Воистину: на какой горе сидишь, такие и песни поешь. Теперь свинину всегда можно купить в лавках, даже не в базарные дни, причем с рассвета до темноты. В системе снабжения возникло новое противоречие: крестьяне были готовы сдать мясо, а заготовительный пункт не принимал, потому что, дескать, село небольшое, холодильников нет, даже мясо из госпоставок не продашь, не то что частное. В общем, по сравнению с предыдущими годами все перевернулось, и сельчане, не знавшие толком, что такое «четыре модернизации», через свою непосредственную выгоду начинали постигать, что к чему.
Близкие заботы несколько отступили, но далекие остались. Тени прошлого еще продолжали угрожающе маячить. Все боялись, что демон левачества в один злополучный день может наброситься на неокрепшие ростки нового и вырвать их своими когтями, что пустые теории, крикливые лозунги и бессмысленные кампании снова заполнят человеческую жизнь и вытеснят из нее такие необходимые для существования вещи, как масло, соль, хворост, рис… Эти мрачные тени действительно существовали. Бывший хозяин Висячей башни сумасшедший Ван Цюшэ целыми днями бродил по селу в рваной рубахе с огромным блестящим значком и зловеще кричал:
– Никогда не забывайте, что великая культурная революция будет повторяться каждые пять-шесть лет! Да здравствует классовая борьба!
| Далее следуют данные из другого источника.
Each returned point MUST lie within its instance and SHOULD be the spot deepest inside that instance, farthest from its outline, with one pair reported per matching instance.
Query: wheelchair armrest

Он бродил по селу как привидение, как призрак. Все жители, едва завидев его, прятались в свои дома и крепко запирали двери, но не могли укрыться от его зловещего, тоскливого крика, от которого сжималось сердце и все тело охватывала дрожь. Ху Юйинь, ставшая к этому времени продавщицей в харчевне на Старой улице, заслышав вопли спятившего Вана, иногда роняла миски с рисовым отваром. Еще болезненнее реагировали на него только что реабилитированные налоговый инспектор и председатель сельпо: в их семьях в такие минуты часто плакали, а ночью не могли заснуть. Ван Цюшэ по-прежнему оставался бедствием для села, все боялись и проклинали его. Ху Юйинь, прижимая к себе непокорную голову маленького Цзюньцзюня, думала: «Почему он такой двужильный? Ни голод, ни холод его не берут!» Пятерня, жена Ли Маньгэна, спрашивала своего мужа:
– Неужели этот мерзавец, шагавший по чужим головам, снова собирается стать старостой, секретарем партбюро и заставить нас зубрить цитатники, плясать танцы верности?
И Ли Маньгэн, секретарь партбюро объединенной бригады, отвечал:
– Черта с два! У нас новое руководство, а такие люди, как Ван Цюшэ, только позорили нас. Это нам хороший урок!
Секретарь сельского парткома Гу Яньшань, поглощенный проблемами очистки Лотосовой и Ручья нефритовых листьев, думал, что Ван Цюшэ надо срочно отправить в психиатрическую больницу. А вернее всех на эту тему высказался заместитель заведующего уездным отделом культуры Цинь Шутянь, недавно снова приехавший в Лотосы для сбора народных песен:
– Сейчас во многих городах и селах бродят такие сумасшедшие! Это отзвуки печальной эпохи, о которой можно только вздохнуть.